By JACOB PERRYMAN
Your voting may not be as secret as you thought.
Some residents of Warren County recently received a letter from the lobbying group Americans for Limited Government.
The letter contained the names and addresses of the voters receiving the letter and their neighbors. Information on whether the individuals listed on the letter voted was provided for the 2004 and 2008 elections.
Residents verified that the information contained in the letter was accurate.
In the United States, the Australian ballot system, which includes a provision requiring that votes are marked in secret, was adopted in most states by the late 1800s.
While this does prevent anyone from obtaining information on how someone voted, other information about voting history is a matter of public record.
In Pennsylvania, records including voter birth dates, sex, when an individual registered to vote, which political party a voter belongs to, whether an individual voted in a given election, an individual's voter ID number and even a phone number if it was included on the voter registration are available from the Department of State.

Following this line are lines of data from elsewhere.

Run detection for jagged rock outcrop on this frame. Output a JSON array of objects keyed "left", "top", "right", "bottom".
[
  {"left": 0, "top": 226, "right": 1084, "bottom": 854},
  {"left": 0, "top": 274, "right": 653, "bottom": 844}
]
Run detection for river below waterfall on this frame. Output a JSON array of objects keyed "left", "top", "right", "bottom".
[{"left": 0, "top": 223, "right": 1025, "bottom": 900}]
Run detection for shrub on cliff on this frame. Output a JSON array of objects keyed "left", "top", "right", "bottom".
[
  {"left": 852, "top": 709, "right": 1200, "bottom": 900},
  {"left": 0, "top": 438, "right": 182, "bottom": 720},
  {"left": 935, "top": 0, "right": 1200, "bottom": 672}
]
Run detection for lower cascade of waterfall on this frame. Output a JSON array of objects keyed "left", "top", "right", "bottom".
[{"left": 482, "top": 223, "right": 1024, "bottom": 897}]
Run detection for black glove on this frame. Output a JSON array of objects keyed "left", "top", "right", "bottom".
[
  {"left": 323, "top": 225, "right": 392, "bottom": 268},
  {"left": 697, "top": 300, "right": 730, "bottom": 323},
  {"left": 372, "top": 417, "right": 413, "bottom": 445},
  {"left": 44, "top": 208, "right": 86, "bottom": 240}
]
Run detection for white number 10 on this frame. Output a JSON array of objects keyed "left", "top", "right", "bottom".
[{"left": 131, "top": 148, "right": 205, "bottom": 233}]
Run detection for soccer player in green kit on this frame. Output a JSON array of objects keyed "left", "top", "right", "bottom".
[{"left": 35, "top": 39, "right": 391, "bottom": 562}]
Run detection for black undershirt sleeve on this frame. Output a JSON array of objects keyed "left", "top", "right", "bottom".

In fact, for a fee of $20, the state of Pennsylvania Department of State's Bureau of Commissions, Election and Legislation will provide an electronic document containing essentially all the information it has for voters in the commonwealth except a Social Security number and a listing of the actual content of an individual's ballot.
Many other states also provide voter information, but cost and content of material released varies from state to state. Some states only provide the information to political candidates or parties.
Americans for Limited Government, which describes itself as, "leaders in identifying, exposing and working with Congress and state legislatures to prevent the continued expansion of government," used these government voter information databases to generate the information in the letters, which it called a "vote history audit."
As a result, recipients now have a record of which of their neighbors voted and which did not in 2004 and 2008. The letter goes on to say the group will be updating its records following the 2012 general election and sending recipients another letter with information on whether they and their neighbors voted.
The letters have been sent out across the country and have sparked widespread suspicion that the group's intent is to shame people into voting. A quick Google search turned up more than 1,000 news articles on the letters in the last month.
Americans for Limited Government did not respond to requests for comment on the purpose of sending the letters.
The Pennsylvania Department of State did not respond to requests for comment on the availability of voter information.